Missing x86 vendor intrinsics (SSE2, SSE 4.1, AVX2)
Previous issue: #40
AVX2
MMX
EDIT(@workingjubilee): Direct MMX support is no longer in scope for std::arch, see:
- https://github.com/rust-lang/stdarch/pull/890
SSE
- [ ]
_mm_free - [ ]
_mm_storeu_si16 - [ ]
_mm_loadu_si16 - [ ]
_mm_malloc - [ ]
_mm_storeu_si64
SSE2
- [ ]
_mm_loadu_si32 - [ ]
_mm_storeu_si32
SSE4.1
Personally I am interested only in _mm_stream_load_si128 and _mm256_stream_load_si256, but I think it's worth to properly track all unimplemented intrinsics. Some of those intrinsics (e.g. _mm_malloc and _mm_free) probably should not be exposed, but, in my opinion, motivation behind such decision should be explicitly recorded somewhere (ideally in comments of relevant source files).
I was under the impression that we'd deliberately removed the MMX stuff.
Indeed. It requires special handling in the compiler to emit the right type for MMX vectors as they are a different type from regular vectors. In addition it is pretty much impossible to use correctly as LLVM can reorder MMX usage before the intrinsic that enables MMX.
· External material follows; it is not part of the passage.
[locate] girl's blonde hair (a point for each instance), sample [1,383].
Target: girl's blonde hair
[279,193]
What about the streaming load intrinsics? Is there a reason why they have been omitted?
Some of the streaming ops are already in, and stabilized (eg: _mm_stream_pd).
Given this, I'd guess that any missing streaming ops are likely an oversight (at least for 128 or 256 bit).
_mm_broadcastsi128_si256 seems to be an alias for _mm256_broadcastsi128_si256 which is implemented. The intrinsics guide lists both as translating to the same instruction and with the same description.
_mm_malloc and _mm_free seem like they require implementing in libstd.
note that there are issues with these streaming intrinsics, as they have nontemporal hints that are not properly modelled. : https://rust-lang.zulipchat.com/#narrow/stream/136281-t-opsem/topic/Non-temporal.20stores
They've been converted into assembly.